Meet the Woman Revitalizing Vancouver’s Chinatown

At the western border of Vancouver’s historic Chinatown is arguably one of the most dramatic entrances to any Chinatown in North America. The Millennium Gate, on Pender Street across from International Village, was designed by the late architect Joe Wai in 2001 and replaced a wooden version that stood in its place for almost a century. The gate echoes similar entryways you might find in villages throughout southern China; on its eastern face is Chinese script that reads: “Remember the past and look forward to the future.”

Walking through Millennium Gate on a Monday morning, evidence of that past is everywhere—from the Sam Kee Building (dating to 1913, it’s billed as the world’s narrowest building) to the Chinese Freemasons Building (built in 1907, it was a hotbed of Chinese politics in its early years). Equally evident are some of the neighbourhood’s many 21st-century problems, including shuttered storefronts and homeless men camped out under shop awnings.

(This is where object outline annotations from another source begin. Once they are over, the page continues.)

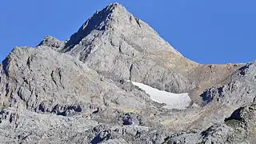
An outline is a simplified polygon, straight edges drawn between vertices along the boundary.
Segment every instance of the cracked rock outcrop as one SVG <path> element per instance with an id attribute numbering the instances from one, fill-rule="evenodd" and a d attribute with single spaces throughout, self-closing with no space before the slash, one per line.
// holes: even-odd
<path id="1" fill-rule="evenodd" d="M 186 58 L 113 3 L 0 64 L 0 143 L 255 143 L 255 62 Z M 191 104 L 166 109 L 131 82 Z"/>

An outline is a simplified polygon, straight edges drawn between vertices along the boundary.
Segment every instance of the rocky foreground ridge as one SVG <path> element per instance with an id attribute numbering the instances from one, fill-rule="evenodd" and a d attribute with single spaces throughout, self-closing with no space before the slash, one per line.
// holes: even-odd
<path id="1" fill-rule="evenodd" d="M 256 62 L 184 58 L 118 3 L 0 65 L 1 143 L 255 143 Z M 189 93 L 166 109 L 136 82 Z"/>

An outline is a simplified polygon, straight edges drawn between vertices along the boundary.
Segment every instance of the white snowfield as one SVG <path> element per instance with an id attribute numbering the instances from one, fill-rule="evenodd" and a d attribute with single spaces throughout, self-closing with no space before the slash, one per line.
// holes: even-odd
<path id="1" fill-rule="evenodd" d="M 151 99 L 159 103 L 165 103 L 166 109 L 178 109 L 185 110 L 190 106 L 191 99 L 188 93 L 174 94 L 164 90 L 159 90 L 143 83 L 131 82 L 133 85 L 137 86 L 140 89 L 145 90 Z"/>

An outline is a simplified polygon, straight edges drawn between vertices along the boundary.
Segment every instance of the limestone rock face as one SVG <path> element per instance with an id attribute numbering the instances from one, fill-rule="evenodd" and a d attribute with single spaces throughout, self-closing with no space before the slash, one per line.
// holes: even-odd
<path id="1" fill-rule="evenodd" d="M 46 36 L 0 64 L 0 143 L 255 143 L 255 62 L 184 58 L 113 3 L 66 41 Z M 191 104 L 166 109 L 130 81 Z"/>

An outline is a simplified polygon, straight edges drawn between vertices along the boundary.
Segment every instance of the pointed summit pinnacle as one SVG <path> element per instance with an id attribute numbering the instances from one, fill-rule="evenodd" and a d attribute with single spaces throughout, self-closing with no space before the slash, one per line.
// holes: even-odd
<path id="1" fill-rule="evenodd" d="M 129 13 L 121 4 L 111 3 L 102 10 L 97 10 L 67 42 L 66 46 L 78 44 L 82 38 L 85 38 L 93 30 L 106 30 L 111 28 L 113 22 L 124 21 L 124 18 L 130 17 Z M 122 26 L 118 22 L 118 26 Z"/>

I meet Carol Lee outside her Chinatown BBQ on Pender, shortly after 11 a.m. After a couple of minutes struggling to unlock the padlocks and swing open the iron door that protects her award-winning restaurant, she ushers me into the brightly coloured room, and we take a seat at one of the cozy green banquettes at the far back. The walls are adorned with black-and-white photos of some of the neighbourhood’s pioneers, including her very own grandparents.

“The purpose of this restaurant is revitalization,” says Lee, returning from the open-concept kitchen to serve me some tea. “It’s to help revitalize Chinatown and build community—which is very different from many new restaurants. I wasn’t like, oh, I need to make a lot of money here.”

Lee, who opened the 48-seat diner in November 2017, is almost single-handedly trying to return Chinatown to its glory days of the 1950s, ’60s and ’70s—back when the streets were full of vibrant local businesses, and families gathered each weekend to socialize and eat.

She operates a cosmetics business, Linacare, from the third floor of the Lee Building (owned by her family since 1921) just across the street. There, on the main level, she runs a social enterprise shop, Chinatown Vintage; farther east on Pender, Lee hopes to open her second restaurant—a resurrected Chinatown icon, Foo’s Ho Ho—this summer. A few steps to the west, in June, she’s launching the Chinatown Storytelling Centre, located in an old Bank of Montreal branch. Add in a refurbished low-income seniors’ home at the May Wah Hotel and a new 230-bed social housing project at 58 West Hastings (where she expects to break ground this spring or summer), and it’s clear, if nothing else, that Lee won’t be sleeping much in 2020.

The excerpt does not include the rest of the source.